DC Books Commemmorative Speech August 21 2010

Youth’s Role in Democracy: Governance and Elections in the background of the 2009 General Elections
PRESENTATION BY
By Navin B. Chawla, IAS (Retd.) and former Chief Election Commissioner of India at Thrissur,
Kerela on 21 August 2012

Very briefly put, Democracy is Revolution by consent enforced through elections. Democratic elections do provide platforms for citizens to assert their civil and political rights by holding their elected representative accountable. The right to vote is perhaps the most important political right. In Lyndon Johnson’s memorable words, “The vote is the most powerful instrument ever devised by man for breaking down injustice and destroying the terrible walls which imprison men because they are different from other men.” The result is a more equitable and people-centered system of governance within society. Good governance is essential for sustainable development, both economic and social. Elections provide a starting point of the quest for justice and equality.

In India, the rise of SC & ST leaders, farmers, women, and minorities to head national and state governments and to other important positions has very much to do with the practice of electoral democracy. Heterogeneity of parties and government formation through coalitions do reflect a bouquet of diverse aspirations. The upward trend of participation among women, adivasis, dalits, villagers & poor in the decision making process can be traced to elections.

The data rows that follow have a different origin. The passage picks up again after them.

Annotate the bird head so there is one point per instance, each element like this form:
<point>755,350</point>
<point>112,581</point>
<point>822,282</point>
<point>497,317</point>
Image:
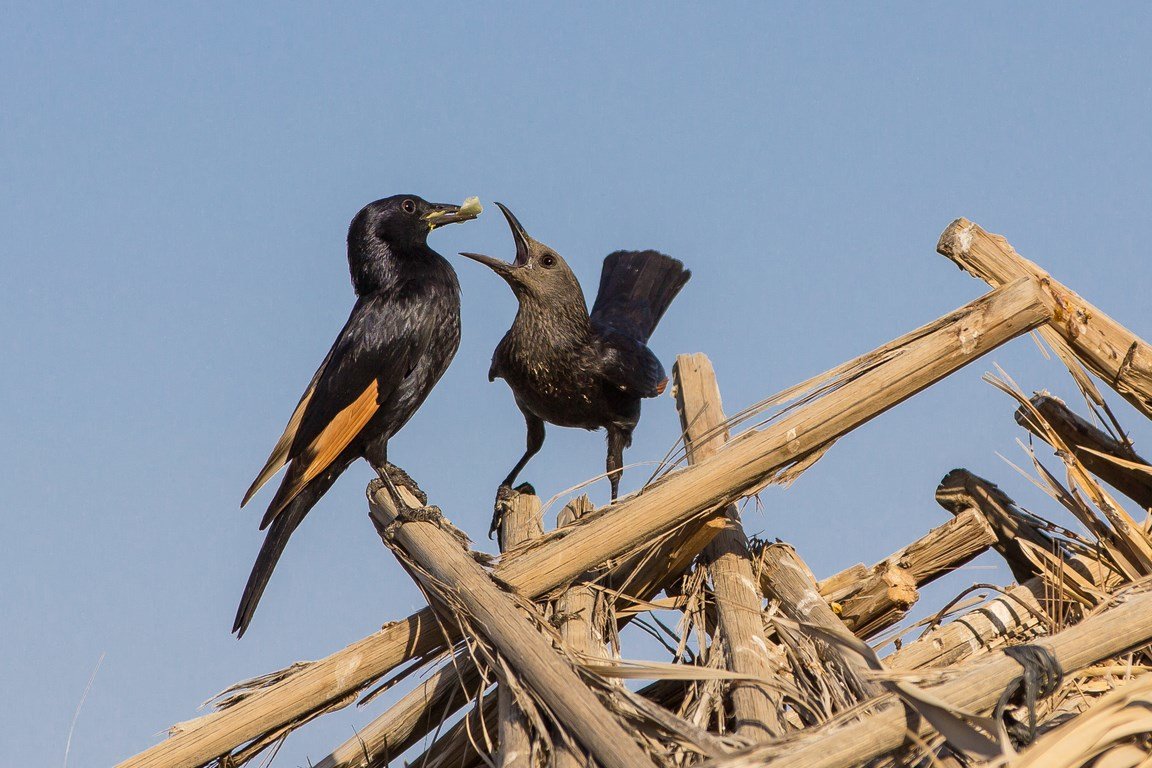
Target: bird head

Indian Democracy was the largest democracy even at the time of the first general elections in 1951-52. The founders of modern India and members of the Constituent Assembly adopted universal adult suffrage, thus reposing faith in the wisdom of the common Indian to elect his/her representative to the seats of power. The choice of electoral democracy was variously termed: “a giant leap forward”, a bold enterprise and “an unparalleled adventure”. Despite a 16% literacy rate and a caste-based hierarchical social system, independence came directly in to the hands of ordinary people in the form of a vote. In spite of a low literacy rate, the ordinary people of India voted in many elections before even Switzerland allowed its women and Australia its aboriginals the vote.

The democratic system in India is based on the principle of universal adult suffrage; that is to say, any citizen of or over the age of 18 years on a prescribed qualifying date, i.e. 1st January of the year, can vote in an election The right to vote is irrespective of caste, creed, religion or gender. Those who are deemed unsound of mind, and people convicted of certain criminal offences are not allowed to vote. Voting is not compulsory in India. But, there has been a general increase in the number of people voting in Indian elections. From 44.87% in the first general elections (1951-52), it has steadily increased to 58.21% in the 15th general elections (2009).

India has conducted 15 General Elections to Parliament and more than 300 General Elections to State Assemblies. We have more than 3 million elected representatives at all levels – National, State and in the Local bodies. Indian elections to Parliament and Assemblies have never missed the deadline, and their credibility, too, has seldom been challenged.